Walmart Canada expanded its reach into the fresh food sector by opening its first supercentre Friday in Atlantic Canada, continuing an aggressive bid to win over customers in an increasingly competitive retail market.
Shoppers filed into the Halifax store early Friday morning, loading their carts with an unlikely mix of everything from radishes, onions and carrots to television sets and back-to-school supplies.
Shelley Broader, Walmart Canada president and CEO, said it’s all part of the retail giant’s mission to allow consumers to buy all of their supplies in one location.
“Our goal is one-stop shopping,” she said as people milled around her, filling their baskets with packages of two chickens for $10 and bags of carrots for $1.
“With the addition of fresh food into our supercentre format, we truly are one-stop shopping — you can get all of your needs met here and it’s very core to our strategy.”
The massive, 13,500-square-metre store is one of nine supercentres planned for the region and one of 37 projects that will involve expansion, remodelling or relocating existing stores across the country at a cost of $450 million. Walmart will spend about $90 million on the Atlantic expansion in New Brunswick and Nova Scotia, adding 300 positions.
The Halifax project, which the company said created 30 new jobs, means Walmart now has 217 so-called supercentres in Canada and 380 stores in total.
The supercentre adds fresh food to the department store’s offerings and puts greater competitive pressure on established grocery retailers, like Sobeys and Loblaws, which has been making inroads in the region with its Atlantic Superstore chain.
Walmart began rolling out the supercentre large-scale stores in Ontario several years ago and continues to add locations as the large U.S. discount retailer Target enters the Canadian marketplace.
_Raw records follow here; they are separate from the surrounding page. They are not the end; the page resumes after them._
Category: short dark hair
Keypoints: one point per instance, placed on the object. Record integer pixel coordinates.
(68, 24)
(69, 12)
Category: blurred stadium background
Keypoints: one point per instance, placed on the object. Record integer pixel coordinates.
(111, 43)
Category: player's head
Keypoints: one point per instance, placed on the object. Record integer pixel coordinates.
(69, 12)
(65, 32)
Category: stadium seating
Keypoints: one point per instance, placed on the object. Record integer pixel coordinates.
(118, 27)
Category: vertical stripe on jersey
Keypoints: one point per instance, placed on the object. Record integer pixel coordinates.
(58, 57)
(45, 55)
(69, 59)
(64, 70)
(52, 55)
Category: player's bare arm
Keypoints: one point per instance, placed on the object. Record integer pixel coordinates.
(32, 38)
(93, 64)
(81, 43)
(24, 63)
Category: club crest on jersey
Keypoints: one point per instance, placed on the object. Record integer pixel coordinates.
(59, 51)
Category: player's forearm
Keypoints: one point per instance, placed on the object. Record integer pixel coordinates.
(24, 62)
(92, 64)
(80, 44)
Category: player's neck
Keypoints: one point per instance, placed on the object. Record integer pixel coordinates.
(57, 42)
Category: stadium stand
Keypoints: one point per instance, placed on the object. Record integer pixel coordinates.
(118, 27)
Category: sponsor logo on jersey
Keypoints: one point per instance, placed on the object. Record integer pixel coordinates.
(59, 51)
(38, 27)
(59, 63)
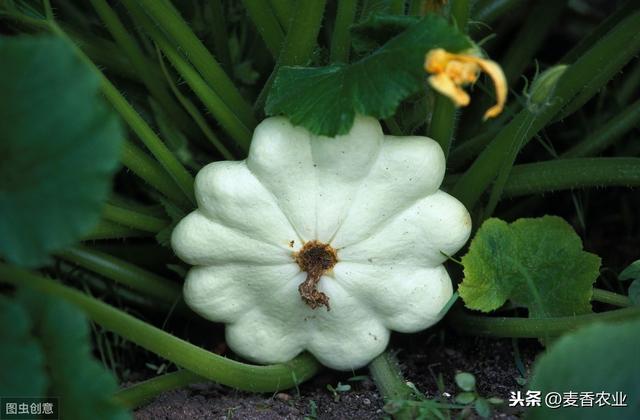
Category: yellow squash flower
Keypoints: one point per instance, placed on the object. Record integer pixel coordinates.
(449, 72)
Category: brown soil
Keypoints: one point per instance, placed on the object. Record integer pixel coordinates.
(426, 356)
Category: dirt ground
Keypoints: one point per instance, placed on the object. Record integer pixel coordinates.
(426, 356)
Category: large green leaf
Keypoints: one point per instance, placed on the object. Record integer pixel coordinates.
(596, 359)
(60, 146)
(325, 100)
(536, 263)
(45, 352)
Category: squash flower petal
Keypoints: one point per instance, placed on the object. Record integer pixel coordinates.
(450, 72)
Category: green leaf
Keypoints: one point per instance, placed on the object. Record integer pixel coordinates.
(536, 263)
(377, 29)
(325, 100)
(47, 353)
(482, 408)
(465, 381)
(465, 397)
(60, 146)
(597, 358)
(634, 292)
(632, 272)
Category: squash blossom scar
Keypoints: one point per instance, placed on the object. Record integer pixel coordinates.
(449, 72)
(315, 258)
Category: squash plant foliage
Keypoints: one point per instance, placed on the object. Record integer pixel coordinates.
(109, 109)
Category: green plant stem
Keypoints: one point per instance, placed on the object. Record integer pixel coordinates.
(562, 174)
(302, 34)
(267, 24)
(104, 53)
(204, 363)
(460, 13)
(608, 134)
(300, 41)
(630, 85)
(158, 149)
(466, 323)
(194, 112)
(605, 26)
(178, 30)
(110, 230)
(133, 219)
(443, 122)
(138, 394)
(387, 376)
(615, 299)
(145, 282)
(341, 39)
(464, 152)
(443, 119)
(148, 73)
(609, 54)
(212, 101)
(173, 167)
(488, 11)
(283, 11)
(151, 172)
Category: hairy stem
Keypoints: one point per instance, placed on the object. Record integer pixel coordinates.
(204, 363)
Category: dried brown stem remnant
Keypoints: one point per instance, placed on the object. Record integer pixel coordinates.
(315, 258)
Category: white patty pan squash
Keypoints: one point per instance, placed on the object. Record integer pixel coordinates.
(321, 244)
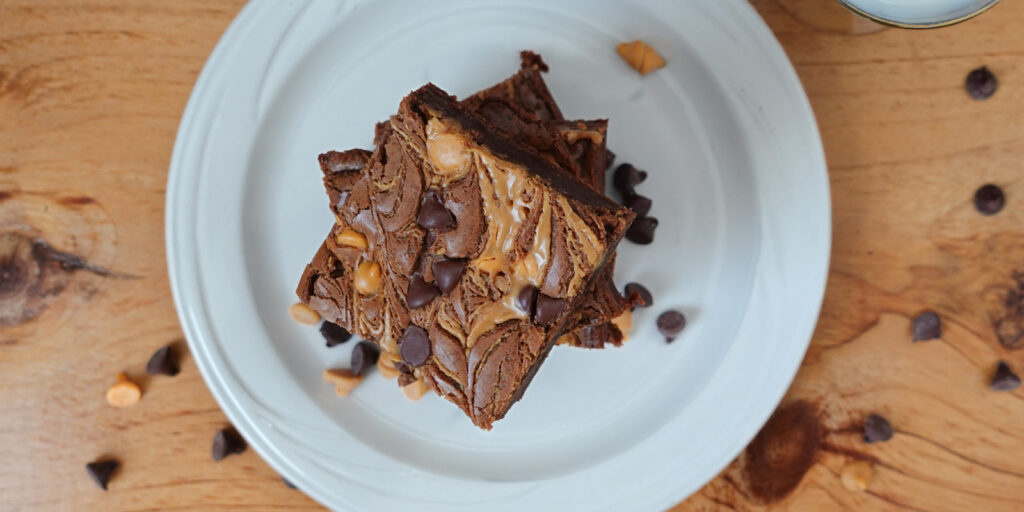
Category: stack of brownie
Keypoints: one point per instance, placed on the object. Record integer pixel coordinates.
(472, 239)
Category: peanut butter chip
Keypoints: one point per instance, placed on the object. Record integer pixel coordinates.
(857, 475)
(344, 380)
(640, 56)
(351, 239)
(368, 278)
(124, 392)
(303, 314)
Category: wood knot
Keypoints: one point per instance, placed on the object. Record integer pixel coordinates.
(779, 456)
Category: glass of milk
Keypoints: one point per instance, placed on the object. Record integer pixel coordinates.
(919, 13)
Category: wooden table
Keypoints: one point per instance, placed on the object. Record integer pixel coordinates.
(90, 97)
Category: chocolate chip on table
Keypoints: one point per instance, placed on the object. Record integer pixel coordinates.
(433, 215)
(101, 471)
(334, 334)
(414, 346)
(1005, 379)
(981, 84)
(642, 230)
(927, 326)
(877, 429)
(448, 272)
(645, 296)
(365, 355)
(421, 293)
(671, 324)
(989, 200)
(163, 363)
(627, 177)
(226, 442)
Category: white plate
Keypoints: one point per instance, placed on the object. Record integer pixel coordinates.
(738, 181)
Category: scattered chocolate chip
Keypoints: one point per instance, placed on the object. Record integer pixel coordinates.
(433, 215)
(163, 363)
(645, 296)
(365, 355)
(642, 230)
(671, 324)
(414, 346)
(981, 84)
(639, 204)
(989, 200)
(527, 299)
(547, 309)
(226, 441)
(627, 177)
(1005, 379)
(421, 293)
(877, 429)
(334, 334)
(448, 272)
(927, 326)
(101, 471)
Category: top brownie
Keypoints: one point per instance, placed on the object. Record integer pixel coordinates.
(463, 254)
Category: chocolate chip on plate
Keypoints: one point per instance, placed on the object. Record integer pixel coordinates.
(414, 346)
(101, 471)
(334, 334)
(642, 230)
(1005, 379)
(981, 84)
(671, 324)
(627, 177)
(226, 441)
(877, 429)
(547, 309)
(448, 272)
(989, 200)
(433, 215)
(645, 296)
(163, 363)
(421, 293)
(927, 326)
(526, 299)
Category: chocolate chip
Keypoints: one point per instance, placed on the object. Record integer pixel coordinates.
(1005, 379)
(334, 334)
(645, 296)
(414, 346)
(101, 471)
(639, 204)
(642, 230)
(163, 363)
(548, 309)
(981, 84)
(627, 177)
(671, 324)
(226, 441)
(433, 215)
(527, 299)
(927, 326)
(421, 293)
(989, 200)
(448, 272)
(877, 429)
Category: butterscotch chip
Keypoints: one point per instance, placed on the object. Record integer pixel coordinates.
(124, 392)
(303, 314)
(856, 475)
(415, 390)
(640, 56)
(343, 379)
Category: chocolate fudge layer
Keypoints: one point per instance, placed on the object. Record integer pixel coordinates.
(462, 254)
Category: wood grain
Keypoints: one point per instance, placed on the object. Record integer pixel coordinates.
(91, 93)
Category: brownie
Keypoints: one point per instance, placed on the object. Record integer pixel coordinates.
(460, 252)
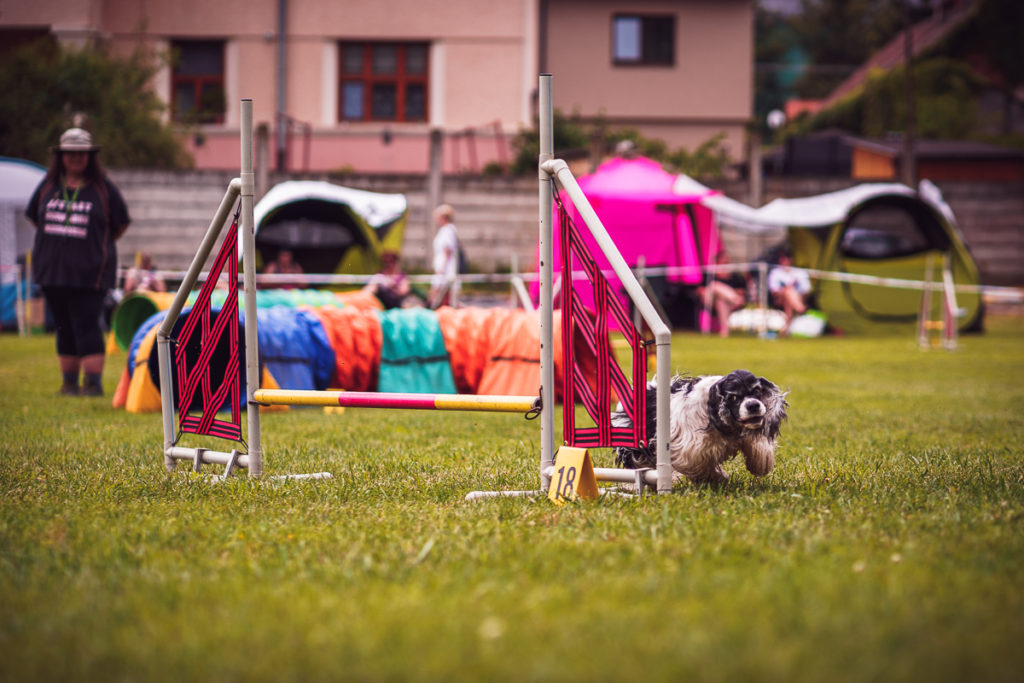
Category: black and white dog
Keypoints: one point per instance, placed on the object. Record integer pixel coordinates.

John Winter, a retail analyst in Toronto, says Walmart’s ongoing expansion and heftier presence on the Atlantic coast will force competitors to lower prices to hold onto their customers.
“They will have to sharpen their pencils,” he said. “The market is going to get even more intense. ... It takes a little while for consumers to change their shopping patterns, but certainly with a new entrant in the market there will be change.”
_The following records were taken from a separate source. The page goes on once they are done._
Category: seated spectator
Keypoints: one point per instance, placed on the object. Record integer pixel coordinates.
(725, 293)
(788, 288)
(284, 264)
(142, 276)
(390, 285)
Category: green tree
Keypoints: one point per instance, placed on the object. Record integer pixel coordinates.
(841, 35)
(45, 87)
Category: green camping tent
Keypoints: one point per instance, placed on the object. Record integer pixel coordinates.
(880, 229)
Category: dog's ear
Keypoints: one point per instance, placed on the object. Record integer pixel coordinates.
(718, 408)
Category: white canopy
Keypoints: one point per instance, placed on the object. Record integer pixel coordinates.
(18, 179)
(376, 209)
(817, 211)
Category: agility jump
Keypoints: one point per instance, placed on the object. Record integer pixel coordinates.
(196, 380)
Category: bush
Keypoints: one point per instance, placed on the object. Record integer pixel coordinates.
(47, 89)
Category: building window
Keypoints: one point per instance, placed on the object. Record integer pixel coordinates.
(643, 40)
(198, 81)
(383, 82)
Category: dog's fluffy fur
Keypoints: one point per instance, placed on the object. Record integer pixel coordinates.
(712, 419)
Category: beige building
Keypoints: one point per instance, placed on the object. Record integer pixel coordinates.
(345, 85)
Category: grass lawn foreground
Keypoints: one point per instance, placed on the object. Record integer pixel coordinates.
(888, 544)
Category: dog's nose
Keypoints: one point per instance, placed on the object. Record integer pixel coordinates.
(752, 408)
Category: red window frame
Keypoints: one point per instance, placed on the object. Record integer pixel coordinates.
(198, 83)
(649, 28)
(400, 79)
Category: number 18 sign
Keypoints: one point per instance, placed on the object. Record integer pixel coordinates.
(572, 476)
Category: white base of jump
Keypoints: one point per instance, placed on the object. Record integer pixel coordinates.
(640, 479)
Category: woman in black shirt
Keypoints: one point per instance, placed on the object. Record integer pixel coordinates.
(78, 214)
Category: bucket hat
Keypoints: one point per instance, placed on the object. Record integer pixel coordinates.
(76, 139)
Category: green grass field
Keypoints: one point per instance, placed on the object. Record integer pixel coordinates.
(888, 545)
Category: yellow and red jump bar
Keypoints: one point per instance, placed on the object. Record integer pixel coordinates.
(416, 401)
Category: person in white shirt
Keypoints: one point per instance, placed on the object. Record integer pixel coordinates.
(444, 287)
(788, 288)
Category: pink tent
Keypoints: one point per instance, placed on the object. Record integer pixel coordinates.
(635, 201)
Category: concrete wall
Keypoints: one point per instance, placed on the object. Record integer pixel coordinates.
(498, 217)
Winter says the supercentre model has been “phenomenally successful” in Ontario as consumers come in for clothing and end up walking out with groceries, housewares and other items he calls “collateral purchases.”
He says the threat to Walmart from Target might not be great initially as the retailer moves into former Zeller stores that are smaller.
“Walmart with food has an absolutely dominant market share in Ontario, so the addition of food was a key item in establishing dominance in the department store sector,” he said.
Despite that, Loblaw Companies Ltd. said Wednesday it anticipates strong growth for the rest of the year even as it braces for increased competition from Walmart and Target.
Target plans to launch approximately 70 new stores in the country before the end of the year, in addition to Walmart’s 37 new supercentres.
Both of the chains sell food products, eating into the market share of grocers like Loblaw, Metro Inc. and Empire Company’s Sobeys stores.
Loblaw recently acquired Shoppers Drug Mart for approximately $12.4 billion, giving it a foothold in urban centres, where many small-format Shoppers stores are located.
Broader said Walmart’s expansion plans aren’t driven by competitive pressures, but on the needs of customers and where they see an opening.
“Our ability to grow fast is really about the demand that is driven by our customer base,” she said. “We aren’t competition-focused, we are really customer-focused.”